В книге рассказывается история главного героя, который сталкивается с различными проблемами и препятствиями на протяжении всего своего путешествия. По пути он встречает множество второстепенных персонажей, которые играют важные роли в истории. Благодаря опыту главного героя книга исследует такие темы, как любовь, потеря, надежда и стойкость. По мере того, как главный герой преодолевает свои трудности, он усваивает ценные уроки жизни и растет как личность.
В книге рассказывается история главного героя, который сталкивается с различными проблемами и препятствиями на протяжении всего своего путешествия. По пути он встречает множество второстепенных персонажей, которые играют важные роли в истории. Благодаря опыту главного героя книга исследует такие темы, как любовь, потеря, надежда и стойкость. По мере того, как главный герой преодолевает свои трудности, он усваивает ценные уроки жизни и растет как личность.
Лешек Колаковский (1927-2009) философ, историк философии, занимающийся также философией культуры и религии и историей идеи. Профессор Варшавского университета, уволенный в 1968 г. и принужденный к эмиграции. Преподавал в McGill University в Монреале, в University of California в Беркли, в Йельском университете в Нью-Хевен, в Чикагском университете. С 1970 года живет и работает в Оксфорде. Является членом нескольких европейских и американских академий и лауреатом многочисленных премий (Friedenpreis des Deutschen Buchhandels, Praemium Erasmianum, Jefferson Award, премии Польского ПЕН-клуба, Prix Tocqueville). В книгу вошли его работы литературного характера: цикл эссе на библейские темы "Семнадцать "или"", эссе "О справедливости", "О терпимости" и др.
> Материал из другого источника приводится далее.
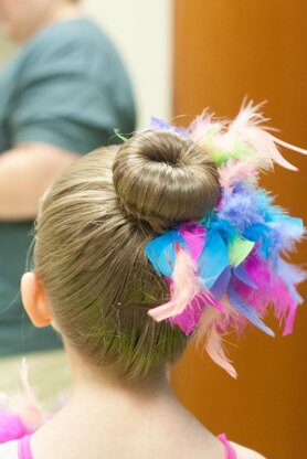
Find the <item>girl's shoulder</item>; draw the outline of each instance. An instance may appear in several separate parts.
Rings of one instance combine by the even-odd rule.
[[[234,441],[230,441],[230,445],[235,450],[239,459],[266,459],[260,452],[254,451],[253,449],[250,449],[250,448],[245,448],[242,445],[237,445]],[[1,459],[1,456],[0,456],[0,459]]]
[[[18,459],[18,440],[0,445],[0,459]]]

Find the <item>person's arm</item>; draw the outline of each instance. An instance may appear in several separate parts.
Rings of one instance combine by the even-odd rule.
[[[24,143],[0,154],[0,220],[32,220],[40,196],[78,157],[47,143]]]

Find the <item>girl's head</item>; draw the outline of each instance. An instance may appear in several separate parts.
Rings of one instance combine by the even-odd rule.
[[[41,202],[34,273],[22,285],[32,320],[43,325],[52,318],[67,346],[126,378],[171,363],[187,337],[148,316],[168,300],[169,286],[145,247],[200,220],[219,199],[214,162],[177,134],[137,134],[80,159]]]

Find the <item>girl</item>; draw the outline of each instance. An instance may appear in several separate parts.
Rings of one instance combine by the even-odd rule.
[[[292,330],[303,274],[279,253],[303,226],[257,188],[274,161],[294,169],[261,120],[251,105],[227,125],[154,120],[54,182],[21,287],[32,322],[61,334],[74,391],[45,423],[28,413],[12,434],[7,420],[1,459],[263,458],[205,429],[167,377],[190,337],[235,375],[222,335],[247,322],[272,334],[272,301]]]

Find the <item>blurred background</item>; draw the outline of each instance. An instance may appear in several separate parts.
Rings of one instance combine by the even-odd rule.
[[[188,125],[210,107],[233,117],[244,96],[267,100],[265,115],[279,138],[307,148],[307,4],[305,0],[84,0],[113,39],[133,81],[138,125],[151,115]],[[3,64],[15,49],[0,41]],[[263,185],[294,216],[306,218],[306,157],[284,151],[300,172],[276,167]],[[306,221],[305,221],[306,222]],[[306,243],[294,254],[306,261]],[[306,297],[306,287],[300,288]],[[190,345],[171,382],[182,403],[215,434],[269,459],[307,457],[306,325],[273,340],[255,329],[229,338],[233,381]]]

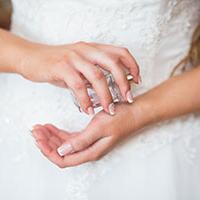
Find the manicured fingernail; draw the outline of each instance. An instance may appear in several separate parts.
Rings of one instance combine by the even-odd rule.
[[[131,93],[131,90],[129,90],[127,93],[126,93],[126,98],[127,98],[127,101],[129,103],[133,103],[133,95]]]
[[[73,148],[71,144],[65,143],[57,149],[57,152],[60,156],[64,156],[66,154],[70,154],[73,152]]]
[[[88,111],[88,114],[89,115],[94,115],[94,108],[93,107],[89,107],[88,109],[87,109],[87,111]]]
[[[114,104],[114,103],[111,103],[111,104],[108,106],[108,110],[109,110],[110,115],[114,115],[114,114],[115,114],[115,104]]]
[[[142,78],[141,78],[141,76],[139,75],[139,77],[138,77],[138,83],[139,84],[141,84],[142,83]]]

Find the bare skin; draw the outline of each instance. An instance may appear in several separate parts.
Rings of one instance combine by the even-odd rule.
[[[78,133],[47,124],[34,126],[32,134],[41,152],[61,168],[98,160],[145,126],[199,112],[199,86],[200,67],[197,67],[138,96],[133,104],[118,104],[113,117],[104,111],[96,114]]]
[[[87,42],[57,46],[38,44],[0,29],[0,72],[17,73],[30,81],[70,88],[82,110],[93,114],[86,88],[86,82],[89,82],[104,110],[111,114],[114,111],[112,97],[106,79],[96,65],[113,74],[124,99],[131,103],[125,69],[133,75],[135,83],[139,82],[140,76],[138,65],[126,48]]]

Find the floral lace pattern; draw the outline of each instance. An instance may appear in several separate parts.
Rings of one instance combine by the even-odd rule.
[[[140,64],[143,77],[143,84],[134,88],[136,94],[169,76],[173,66],[187,54],[200,17],[199,0],[98,3],[92,0],[13,0],[13,3],[12,31],[25,38],[49,44],[86,40],[128,47]],[[0,128],[5,133],[0,135],[0,149],[13,145],[18,148],[14,153],[7,151],[12,165],[30,161],[30,154],[34,156],[34,148],[27,147],[31,139],[26,134],[34,123],[50,122],[77,130],[90,120],[77,112],[69,93],[62,89],[1,75],[0,91]],[[194,145],[197,138],[200,138],[200,120],[194,115],[149,127],[102,160],[67,169],[66,199],[87,200],[90,186],[117,163],[128,162],[126,154],[129,151],[133,156],[145,158],[180,140],[185,161],[195,165],[200,157]]]

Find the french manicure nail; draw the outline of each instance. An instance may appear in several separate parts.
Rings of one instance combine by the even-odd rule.
[[[57,149],[57,152],[60,156],[64,156],[66,154],[70,154],[73,152],[73,148],[71,144],[65,143]]]
[[[88,114],[89,115],[94,115],[94,108],[93,107],[89,107],[88,109],[87,109],[87,111],[88,111]]]
[[[111,104],[108,106],[108,110],[109,110],[110,115],[114,115],[114,114],[115,114],[115,104],[114,104],[114,103],[111,103]]]
[[[138,77],[138,83],[139,84],[141,84],[142,83],[142,78],[141,78],[141,76],[139,75],[139,77]]]
[[[131,90],[129,90],[127,93],[126,93],[126,98],[127,98],[127,101],[129,103],[133,103],[133,95],[131,93]]]

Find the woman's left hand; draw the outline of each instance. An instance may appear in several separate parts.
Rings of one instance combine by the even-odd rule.
[[[99,112],[81,132],[70,133],[47,124],[34,126],[32,134],[41,152],[61,168],[98,160],[136,130],[132,105],[117,105],[115,116]]]

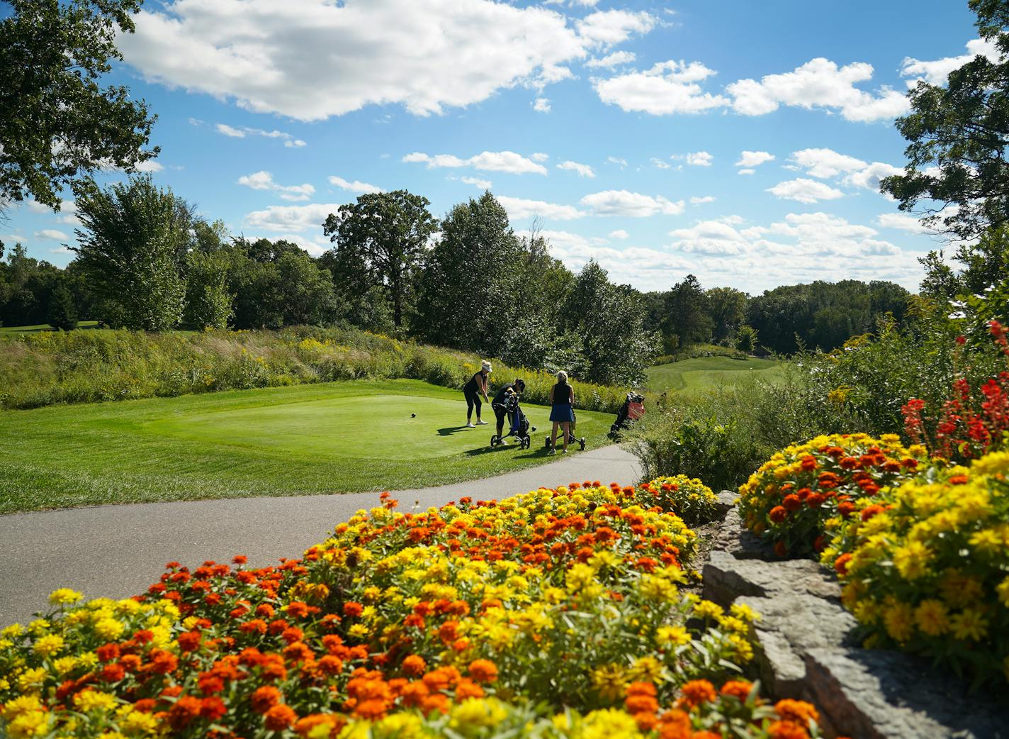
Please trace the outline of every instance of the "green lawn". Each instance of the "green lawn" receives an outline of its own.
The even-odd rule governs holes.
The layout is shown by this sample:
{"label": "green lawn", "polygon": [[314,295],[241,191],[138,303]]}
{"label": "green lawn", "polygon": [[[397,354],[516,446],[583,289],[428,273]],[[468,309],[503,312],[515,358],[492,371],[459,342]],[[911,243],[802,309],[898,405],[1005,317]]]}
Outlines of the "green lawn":
{"label": "green lawn", "polygon": [[[96,328],[98,321],[78,321],[78,328]],[[39,323],[35,326],[0,326],[0,333],[39,333],[40,331],[52,331],[52,326],[47,323]]]}
{"label": "green lawn", "polygon": [[[462,427],[458,391],[411,380],[355,381],[0,412],[0,513],[146,501],[403,490],[540,464]],[[416,414],[413,417],[412,414]],[[578,412],[588,447],[610,414]]]}
{"label": "green lawn", "polygon": [[731,356],[700,356],[648,368],[648,389],[654,393],[696,393],[750,378],[774,381],[784,367],[776,359],[735,359]]}

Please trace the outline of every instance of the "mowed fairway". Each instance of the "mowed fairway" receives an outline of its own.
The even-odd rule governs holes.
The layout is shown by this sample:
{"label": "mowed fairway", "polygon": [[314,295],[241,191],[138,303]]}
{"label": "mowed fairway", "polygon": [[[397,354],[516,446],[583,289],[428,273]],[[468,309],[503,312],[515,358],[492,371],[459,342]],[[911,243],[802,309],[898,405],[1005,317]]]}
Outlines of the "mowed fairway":
{"label": "mowed fairway", "polygon": [[[553,459],[463,427],[462,393],[417,381],[324,385],[0,413],[0,513],[107,503],[421,488]],[[411,414],[416,414],[416,418]],[[578,411],[587,448],[610,414]],[[508,425],[506,424],[506,432]],[[577,452],[575,452],[577,453]]]}
{"label": "mowed fairway", "polygon": [[784,367],[776,359],[700,356],[650,366],[647,372],[648,389],[654,393],[697,393],[753,378],[774,382],[782,376]]}

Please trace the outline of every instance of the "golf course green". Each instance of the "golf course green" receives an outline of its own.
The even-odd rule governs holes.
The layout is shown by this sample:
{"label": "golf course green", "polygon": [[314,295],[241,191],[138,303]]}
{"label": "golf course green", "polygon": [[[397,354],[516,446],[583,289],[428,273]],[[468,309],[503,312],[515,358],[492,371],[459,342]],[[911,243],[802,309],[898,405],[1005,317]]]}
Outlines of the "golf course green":
{"label": "golf course green", "polygon": [[[540,464],[549,409],[523,406],[530,449],[464,427],[462,393],[353,381],[0,412],[0,513],[70,506],[404,490]],[[578,412],[587,448],[613,416]],[[508,425],[506,424],[506,432]],[[577,448],[577,447],[575,447]],[[577,452],[575,452],[577,453]]]}
{"label": "golf course green", "polygon": [[647,387],[653,393],[698,393],[719,385],[734,385],[754,378],[775,382],[784,366],[777,359],[737,359],[732,356],[699,356],[647,370]]}

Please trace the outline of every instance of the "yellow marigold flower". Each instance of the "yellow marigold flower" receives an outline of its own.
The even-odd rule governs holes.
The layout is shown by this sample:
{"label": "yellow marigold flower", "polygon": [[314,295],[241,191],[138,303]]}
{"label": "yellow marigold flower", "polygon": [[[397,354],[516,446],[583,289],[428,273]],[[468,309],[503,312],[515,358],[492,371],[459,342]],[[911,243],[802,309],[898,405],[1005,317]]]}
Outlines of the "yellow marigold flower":
{"label": "yellow marigold flower", "polygon": [[914,612],[906,603],[893,601],[883,608],[883,626],[897,642],[905,642],[914,634]]}
{"label": "yellow marigold flower", "polygon": [[31,645],[32,650],[35,654],[39,654],[43,657],[47,657],[51,654],[55,654],[64,647],[64,638],[59,634],[46,634],[35,639],[35,643]]}
{"label": "yellow marigold flower", "polygon": [[689,644],[692,637],[682,626],[660,626],[655,632],[655,638],[663,646],[681,646]]}
{"label": "yellow marigold flower", "polygon": [[620,701],[628,687],[624,670],[616,664],[605,664],[591,672],[592,685],[604,701]]}
{"label": "yellow marigold flower", "polygon": [[111,711],[116,707],[116,699],[108,693],[85,690],[74,696],[74,705],[83,714],[95,709],[99,711]]}
{"label": "yellow marigold flower", "polygon": [[939,636],[949,630],[949,611],[942,601],[922,601],[914,609],[914,623],[923,634]]}
{"label": "yellow marigold flower", "polygon": [[581,726],[581,739],[638,739],[641,732],[630,714],[618,709],[593,711]]}
{"label": "yellow marigold flower", "polygon": [[66,606],[70,603],[77,603],[84,595],[70,588],[59,588],[49,594],[49,603],[53,606]]}
{"label": "yellow marigold flower", "polygon": [[976,608],[965,608],[949,619],[952,635],[966,641],[980,641],[988,635],[988,619]]}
В книге рассказывается история главного героя, который сталкивается с различными проблемами и препятствиями на протяжении всего своего путешествия. По пути он встречает множество второстепенных персонажей, которые играют важные роли в истории. Благодаря опыту главного героя книга исследует такие темы, как любовь, потеря, надежда и стойкость. По мере того, как главный герой преодолевает свои трудности, он усваивает ценные уроки жизни и растет как личность.
«Что такое событие?» — этот вопрос не так прост, каким кажется. Событие есть то, что «случается», что нельзя спланировать, предсказать, заранее оценить; то, что не укладывается в голову, застает врасплох, сколько ни готовься к нему. Событие является своего рода революцией, разрывающей историю, будь то история страны, история частной жизни или же история смысла. Событие не есть «что-то» определенное, оно не укладывается в категории времени, места, возможности, и тем важнее понять, что же это такое. Тема «события» становится одной из центральных тем в континентальной философии XX–XXI века, века, столь богатого событиями. Книга «Авантюра времени» одного из ведущих современных французских философов-феноменологов Клода Романо — своеобразное введение в его философию, которую сам автор называет «феноменологией события».